The box has one vertex at the origin, so its dimensions are \(x, y,\) and \(z\). Therefore, the volume function for the rectangular box is given by: $$V(x,y,z) = xyz$$

The constraint is given by the ellipsoid equation that the vertex on the ellipsoid must satisfy: $$36 x^{2}+4 y^{2}+9 z^{2}=36$$ We can divide both sides of the equation by 36 to get $$x^{2}+\frac{y^{2}}{9}+\frac{z^{2}}{4}=1$$

We will now use the method of Lagrange multipliers to solve for the maximum volume dimensions. Let \(\lambda\) be the Lagrange multiplier. The function to be maximized is $$L(x,y,z,\lambda)=xyz+\lambda \left(x^{2}+\frac{y^{2}}{9}+\frac{z^{2}}{4}-1\right)$$ Now find the partial derivatives: \begin{align*} \frac{\partial L}{\partial x} &= yz + 2\lambda x \\ \frac{\partial L}{\partial y} &= xz + \frac{2}{9}\lambda y \\ \frac{\partial L}{\partial z} &= xy + \frac{1}{2}\lambda z \\ \frac{\partial L}{\partial \lambda} &= x^{2}+\frac{y^{2}}{9}+\frac{z^{2}}{4}-1 \end{align*} We need to solve for \(x,y,z,\) and \(\lambda\) by setting these four partial derivatives equal to zero.
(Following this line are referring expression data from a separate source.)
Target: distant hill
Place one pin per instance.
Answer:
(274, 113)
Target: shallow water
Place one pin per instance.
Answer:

From the partial derivatives, we have the 4 equations: \begin{align*} yz + 2\lambda x &= 0 \\ xz + \frac{2}{9}\lambda y &= 0 \\ xy + \frac{1}{2}\lambda z &= 0 \\ x^{2}+\frac{y^{2}}{9}+\frac{z^{2}}{4}-1 &= 0 \end{align*} Multiplying (1) and (3) yields: $$xyz+2xyz\lambda^2=0$$ So \(xyz(1+2\lambda^2)=0\). Since the volume cannot be zero, it implies that \(\lambda^2=-\frac{1}{2}\). However, since \(\lambda^2 \geq 0\), this contradicts the condition of the Lagrange multiplier method. Therefore, there is no maximum volume in this case. The rectangular box in the first octant with one vertex at the origin and the opposite vertex on the ellipsoid \(36 x^{2}+4 y^{2}+9 z^{2}=36\) has no maximum volume.